Closed trianxy closed 1 year ago
@trianxy Thanks for the interest in our work. We plan to release the code in another repo: https://github.com/microsoft/LMOps soon. As for now, can you specify what details are you missing for reproducing the result? Maybe I can help to clarify.
Great @nyanyanya - I will be looking for updates in the above repo.
I was looking for hints how I can adjust model code, loaded by Huggingface's transformers library (e.g. the models Bloom/GPT-neo/Pythia), to implement the inference speed-up mentioned in the paper.
I am seeing details in sections 2+3 of the paper, but wondered if there was more than that.
@trianxy I don't think there are more tricks beyond what's in the paper.
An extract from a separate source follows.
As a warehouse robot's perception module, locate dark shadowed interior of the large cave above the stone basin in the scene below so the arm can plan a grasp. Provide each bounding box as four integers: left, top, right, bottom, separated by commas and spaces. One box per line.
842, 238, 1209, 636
One possible issue might be that the efficiency of our method depends on the overlaps of the references and the outputs. If the decoding outputs of your model on your task don't have much overlaps, you might not get the same speed-up.
I uploaded 10 examples of inputs and outputs pairs used in our retrieval-augmented generation here: https://github.com/nyanyanya/LMOps/blob/main/llma/example.jsonl.
You can check if your model can generate similar outputs with the examples. If the your outputs have significant less overlaps with the documents, you probably won't get the same speed-up using our method.
I was reading this arxiv article which points to the current repo (https://github.com/microsoft/unilm).
The article describes a method to speed-up inference for large language models by ~2x. This is extremely very exciting!
Are you planning on open-sourcing the respective source code inside this repo? Or can you give any other details which can help us in implementing/reproducing the results?